As the largest firms in the industry start to roll out their own digital wealth management products, they too are betting on the hybrid model. Both Bank of America’s Merrill Edge Guided Investing and Wells Fargo’s planned Intuitive Investor include human advisors along with automated investing.
After becoming the first custodian with a direct-to-consumer, fully digital robo advisor, Charles Schwab introduced a hybrid service called Intelligent Advisory. Even Betterment, once an antagonist to the rest of the industry before introducing a white-labeled version of its product for advisors, pivoted in January by creating a new call center of real-life Certified Financial Planners to provide its customers with advice.
Then, of course, there is Vanguard’s Personal Advisor Services, which has combined digital wealth management with human advisors since its inception to grow into a $51 billion behemoth.
There is clearly a consumer demand for these hybrid products, and not just because of the low cost. Respondents to Accenture’s survey indicated they would more likely be satisfied with a hybrid’s ability to provide easy money management, digital tools, explanation of fees and customized service than either a dedicated financial advisor or a fully digital solution. Investors using hybrid financial services also proactively sought out and received financial planning more often than other clients, and were more likely to discuss their family needs with an advisor.
Another reason might be lingering consumer distrust of the traditional financial industry on the one hand and a suspicion of a technology startup’s ability to manage money on the other. Accenture reported that 72 percent of the wealthiest investors they surveyed (those with a net worth of at least $10 million) said human advisors don’t provide sufficient value. Half of investors with at least $1.5 million said the same and 38 percent of all investors said they would never take the advice of a financial advisor without first consulting another source.

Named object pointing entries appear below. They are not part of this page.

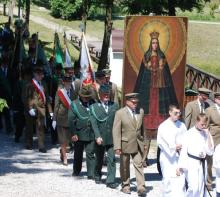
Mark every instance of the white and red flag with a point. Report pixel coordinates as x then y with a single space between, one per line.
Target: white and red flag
62 94
86 67
39 89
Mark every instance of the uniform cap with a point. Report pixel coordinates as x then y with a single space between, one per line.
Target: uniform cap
204 91
38 69
85 91
107 72
216 94
132 95
67 78
68 66
104 88
99 74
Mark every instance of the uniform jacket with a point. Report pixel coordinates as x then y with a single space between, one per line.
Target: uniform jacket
191 111
126 135
80 121
75 88
214 123
102 121
5 86
33 100
61 112
114 92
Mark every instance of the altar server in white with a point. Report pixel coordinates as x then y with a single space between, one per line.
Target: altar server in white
169 140
197 144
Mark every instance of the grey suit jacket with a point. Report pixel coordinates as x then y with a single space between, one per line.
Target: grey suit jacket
61 112
127 136
192 110
214 123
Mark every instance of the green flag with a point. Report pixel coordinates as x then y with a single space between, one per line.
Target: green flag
58 53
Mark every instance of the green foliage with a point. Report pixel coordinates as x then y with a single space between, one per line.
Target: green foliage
56 8
42 3
67 9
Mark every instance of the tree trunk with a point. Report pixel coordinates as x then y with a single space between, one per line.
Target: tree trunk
27 12
106 40
171 7
85 14
4 9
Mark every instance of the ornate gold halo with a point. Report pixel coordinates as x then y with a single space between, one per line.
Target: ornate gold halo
172 39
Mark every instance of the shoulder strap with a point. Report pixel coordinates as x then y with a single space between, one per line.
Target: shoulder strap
76 111
95 115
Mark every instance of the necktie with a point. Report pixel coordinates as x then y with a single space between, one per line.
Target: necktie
133 117
202 108
68 93
106 107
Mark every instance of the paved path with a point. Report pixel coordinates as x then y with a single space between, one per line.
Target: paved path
25 173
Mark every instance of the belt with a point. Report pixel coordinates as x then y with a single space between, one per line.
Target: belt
202 160
196 158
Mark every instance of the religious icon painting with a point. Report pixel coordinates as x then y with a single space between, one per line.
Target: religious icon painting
154 64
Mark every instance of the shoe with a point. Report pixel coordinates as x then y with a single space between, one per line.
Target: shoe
98 180
75 174
90 177
112 185
126 190
61 156
209 187
65 162
42 150
28 148
142 191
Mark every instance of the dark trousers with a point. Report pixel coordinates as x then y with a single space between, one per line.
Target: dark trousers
6 114
79 146
19 121
30 123
111 167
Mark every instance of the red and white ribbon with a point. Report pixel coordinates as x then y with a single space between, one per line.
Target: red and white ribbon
62 93
39 89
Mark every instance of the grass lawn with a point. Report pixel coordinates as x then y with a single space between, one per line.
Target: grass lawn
203 43
203 39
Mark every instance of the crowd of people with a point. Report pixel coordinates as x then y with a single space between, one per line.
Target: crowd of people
186 153
88 113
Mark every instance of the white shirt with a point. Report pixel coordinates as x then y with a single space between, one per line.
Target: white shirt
216 165
132 113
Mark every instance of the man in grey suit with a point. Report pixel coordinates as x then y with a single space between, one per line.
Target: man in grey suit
196 107
213 113
129 141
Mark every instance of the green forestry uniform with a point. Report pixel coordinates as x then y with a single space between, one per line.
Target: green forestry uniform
80 125
102 118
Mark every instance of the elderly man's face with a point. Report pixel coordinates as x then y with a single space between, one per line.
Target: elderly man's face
132 103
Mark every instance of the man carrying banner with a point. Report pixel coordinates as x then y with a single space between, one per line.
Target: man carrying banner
102 118
60 119
82 133
37 100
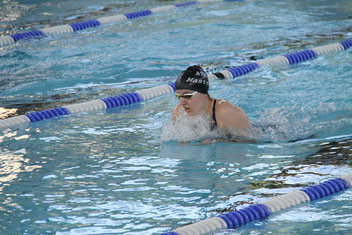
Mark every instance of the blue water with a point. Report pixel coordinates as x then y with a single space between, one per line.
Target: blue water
111 173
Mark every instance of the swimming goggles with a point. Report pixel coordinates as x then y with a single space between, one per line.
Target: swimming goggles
186 96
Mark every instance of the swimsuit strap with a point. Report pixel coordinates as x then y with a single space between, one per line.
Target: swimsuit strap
214 123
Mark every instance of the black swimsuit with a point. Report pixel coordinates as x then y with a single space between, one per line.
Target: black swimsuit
213 124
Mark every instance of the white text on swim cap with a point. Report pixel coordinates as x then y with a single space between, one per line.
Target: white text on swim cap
199 81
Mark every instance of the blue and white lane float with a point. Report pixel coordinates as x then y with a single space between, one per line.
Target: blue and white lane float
288 59
74 27
145 94
106 103
257 212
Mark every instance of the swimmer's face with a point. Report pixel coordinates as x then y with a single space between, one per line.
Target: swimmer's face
191 105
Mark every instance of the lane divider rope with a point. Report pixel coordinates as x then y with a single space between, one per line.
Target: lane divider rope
289 59
261 211
74 27
145 94
105 103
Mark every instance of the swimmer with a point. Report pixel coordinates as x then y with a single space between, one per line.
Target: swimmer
191 89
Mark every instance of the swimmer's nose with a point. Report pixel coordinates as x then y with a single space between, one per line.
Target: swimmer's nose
182 101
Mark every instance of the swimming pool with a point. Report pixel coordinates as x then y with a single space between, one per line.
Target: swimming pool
111 171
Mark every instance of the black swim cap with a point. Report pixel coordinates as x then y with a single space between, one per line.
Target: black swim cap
193 78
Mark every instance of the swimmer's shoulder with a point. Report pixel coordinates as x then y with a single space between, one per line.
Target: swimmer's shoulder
229 114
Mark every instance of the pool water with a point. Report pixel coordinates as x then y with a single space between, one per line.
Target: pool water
111 172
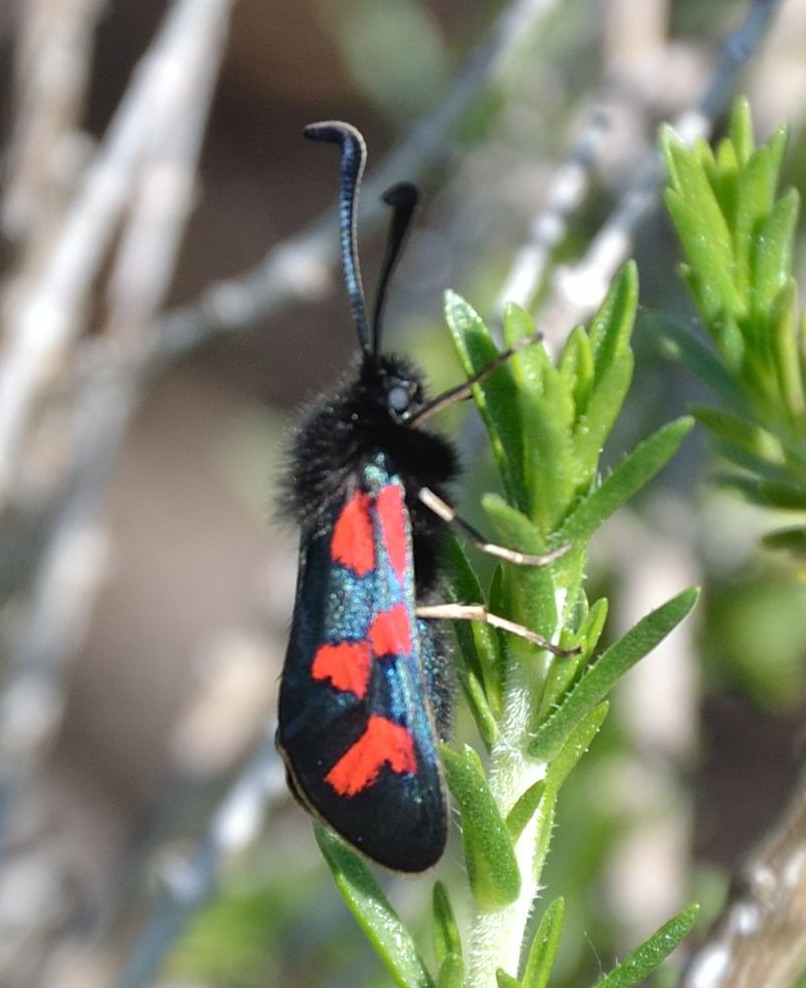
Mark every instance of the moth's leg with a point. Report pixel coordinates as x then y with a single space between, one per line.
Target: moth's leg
444 511
477 612
465 389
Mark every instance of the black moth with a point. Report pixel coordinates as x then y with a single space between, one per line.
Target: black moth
364 697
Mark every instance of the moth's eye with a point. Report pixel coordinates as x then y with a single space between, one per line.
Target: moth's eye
398 399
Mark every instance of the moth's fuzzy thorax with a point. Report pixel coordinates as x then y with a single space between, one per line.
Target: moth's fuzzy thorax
368 412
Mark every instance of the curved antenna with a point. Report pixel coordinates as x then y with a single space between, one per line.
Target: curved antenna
403 200
353 158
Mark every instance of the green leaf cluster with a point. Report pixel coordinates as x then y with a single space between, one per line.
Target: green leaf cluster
537 709
737 234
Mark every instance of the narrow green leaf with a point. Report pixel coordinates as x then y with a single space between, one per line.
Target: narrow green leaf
783 330
591 630
771 251
645 959
611 326
563 672
715 290
741 130
505 980
546 812
524 809
544 946
496 398
478 642
769 494
637 468
702 212
703 361
578 742
486 724
599 679
373 911
446 933
451 972
792 539
606 401
610 331
489 855
744 434
577 367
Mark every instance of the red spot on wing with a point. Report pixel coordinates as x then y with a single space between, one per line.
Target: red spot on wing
353 543
390 632
392 512
383 743
346 665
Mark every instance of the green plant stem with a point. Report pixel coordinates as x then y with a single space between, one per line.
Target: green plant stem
497 937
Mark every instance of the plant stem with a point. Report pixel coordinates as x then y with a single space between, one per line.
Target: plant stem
497 937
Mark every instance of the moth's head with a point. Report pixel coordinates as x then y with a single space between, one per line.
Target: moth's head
391 387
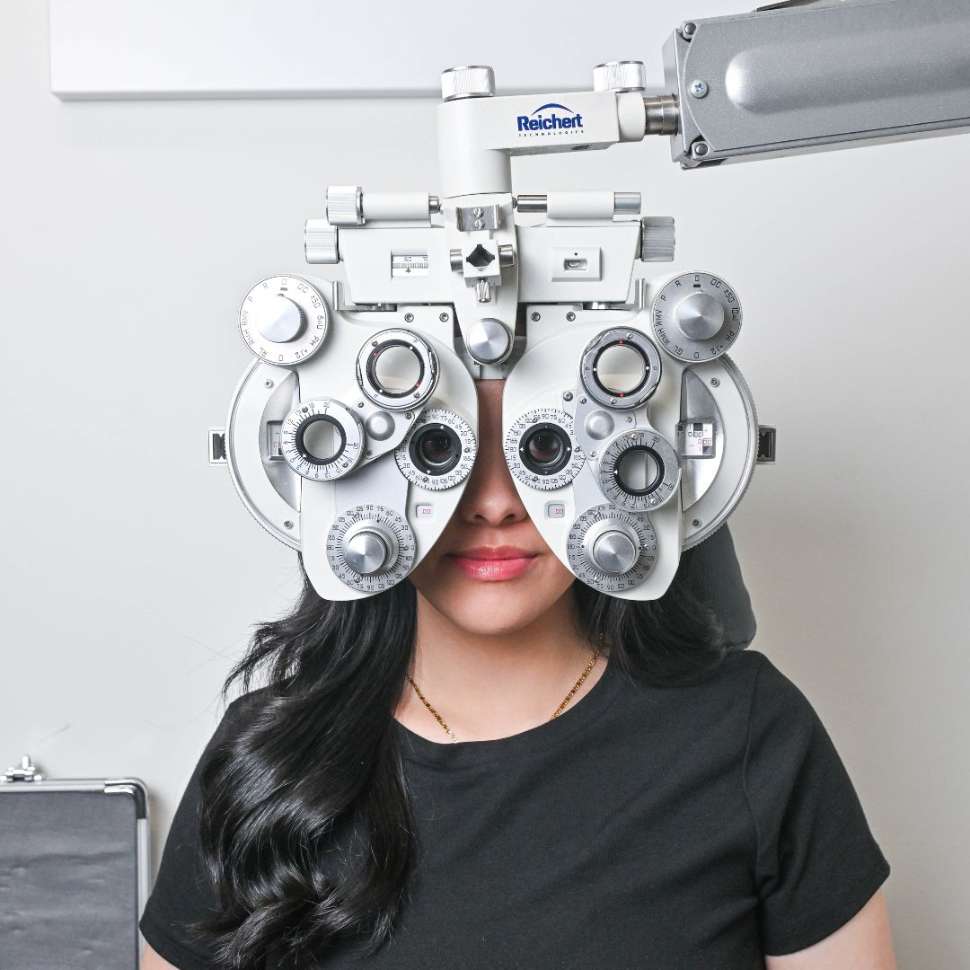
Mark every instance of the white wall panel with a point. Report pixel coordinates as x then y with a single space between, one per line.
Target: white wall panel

Likewise, half of investors said they received good advice from their robo advisor and trust it completely, while the other half said they would never take the advice of a robo advisor without consulting another source.
This affinity for the hybrid model is reflected in Personal Capital’s growth. Harris said the average amount clients invest has grown by 20 percent over the past year to $340,000. “The more our clients experience our service, the more they like it,” said Harris. “They’re investing more money, referring more friends, and staying with us at historically high retention rates — well over 95 percent annually.”
There’s also a business case to be made for traditional firms to be more digital. According to United Capital, the first two firms to use FinLife Partners added $1 million in expected top-line revenue growth in four months.
There are still firms out there that haven’t recognized the truce. Scores of advisors remain reluctant to embrace technology and Wealthfront has doubled down on its position that advisors are outdated. Will these firms be forced into coming to terms with each other, or will consumers — and their wallets — just leave them behind?